# Pracownik miejski - municipal worker



## cicha

Chciałabym spytać czy istnieje w języku angielskim coś takiego jak "municipal worker", chodzi  mi o osobę, która wykonuje prace typu odśnieżanie, sprzątanie/zamiatanie ulic etc. z ramienia miasta, nie wiem czy po polsku ten zawód nosi nazwę pracownik miejski.


----------



## Thomas1

Można: municipal maintenance worker/person
Obowiązki takiej osoby można znaleźć tu.


----------



## LilianaB

Yes, I think this is right.


----------



## Thomas1

PS: wydaje mi się, że po polsku to będzie: "pracownik (służb/zakładu) oczyszczania miasta" albo "robotnik komunalny". "Pracownik miejski" może odnosić się do każdego, kto pracuje dla miasta, np.: urzędnik.


----------



## Ben Jamin

cicha said:


> Chciałabym spytać czy istnieje w języku angielskim coś takiego jak "municipal worker", chodzi  mi o osobę, która wykonuje prace typu odśnieżanie, sprzątanie/zamiatanie ulic etc. z ramienia miasta, nie wiem czy po polsku ten zawód nosi nazwę pracownik miejski.
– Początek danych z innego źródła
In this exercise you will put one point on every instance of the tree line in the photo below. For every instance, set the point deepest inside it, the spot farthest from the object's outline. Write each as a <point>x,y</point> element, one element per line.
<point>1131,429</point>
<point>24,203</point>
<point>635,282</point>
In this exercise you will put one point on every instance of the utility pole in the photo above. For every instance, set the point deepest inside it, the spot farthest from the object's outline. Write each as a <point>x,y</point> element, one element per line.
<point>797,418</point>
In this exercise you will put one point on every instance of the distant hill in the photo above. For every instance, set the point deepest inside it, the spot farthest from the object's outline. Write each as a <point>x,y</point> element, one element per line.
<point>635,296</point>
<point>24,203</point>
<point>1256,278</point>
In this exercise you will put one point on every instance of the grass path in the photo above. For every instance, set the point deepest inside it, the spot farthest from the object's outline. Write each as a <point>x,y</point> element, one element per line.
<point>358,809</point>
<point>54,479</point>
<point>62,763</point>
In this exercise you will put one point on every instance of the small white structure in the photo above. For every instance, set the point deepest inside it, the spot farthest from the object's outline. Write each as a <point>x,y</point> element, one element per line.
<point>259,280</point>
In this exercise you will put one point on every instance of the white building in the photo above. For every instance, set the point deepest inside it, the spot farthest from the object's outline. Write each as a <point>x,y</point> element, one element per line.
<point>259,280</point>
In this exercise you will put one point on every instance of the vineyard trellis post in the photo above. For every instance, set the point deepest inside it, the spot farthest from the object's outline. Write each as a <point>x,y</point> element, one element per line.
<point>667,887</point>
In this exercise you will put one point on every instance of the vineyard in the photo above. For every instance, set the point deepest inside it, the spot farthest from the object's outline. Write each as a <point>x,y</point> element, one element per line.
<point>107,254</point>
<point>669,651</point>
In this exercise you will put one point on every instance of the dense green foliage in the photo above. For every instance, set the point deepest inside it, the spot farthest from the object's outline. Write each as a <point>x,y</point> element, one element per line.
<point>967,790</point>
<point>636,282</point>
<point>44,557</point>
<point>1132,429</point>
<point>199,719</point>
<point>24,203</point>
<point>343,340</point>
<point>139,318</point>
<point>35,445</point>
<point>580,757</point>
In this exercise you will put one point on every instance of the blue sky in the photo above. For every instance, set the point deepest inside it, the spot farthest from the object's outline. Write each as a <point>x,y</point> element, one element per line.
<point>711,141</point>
Chyba raczej "pracownik miasta", lub "zatrudniony przez miasto". "Pracownik miejski" przywodzi na myśl przeciwieństwo "pracownik wiejski", czyli w ogóle ktoś, kto pracuje w mieście.


----------



## NotNow

They are also commonly called city workers or county workers depending whether they are in a city or in a rural area.


----------



## Szkot

In the UK, they may be called 'Council / local authority manual workers'.


----------



## LilianaB

Yes, city maintenance workers, not just city workers: a city worker can be even the head of the law department, or somebody like that, anybody who works for the city. As to miejski v. miastowy. It is miejski. Miejski urzad oczysczania miasta.


----------



## cicha

Thank you very much for your help!


----------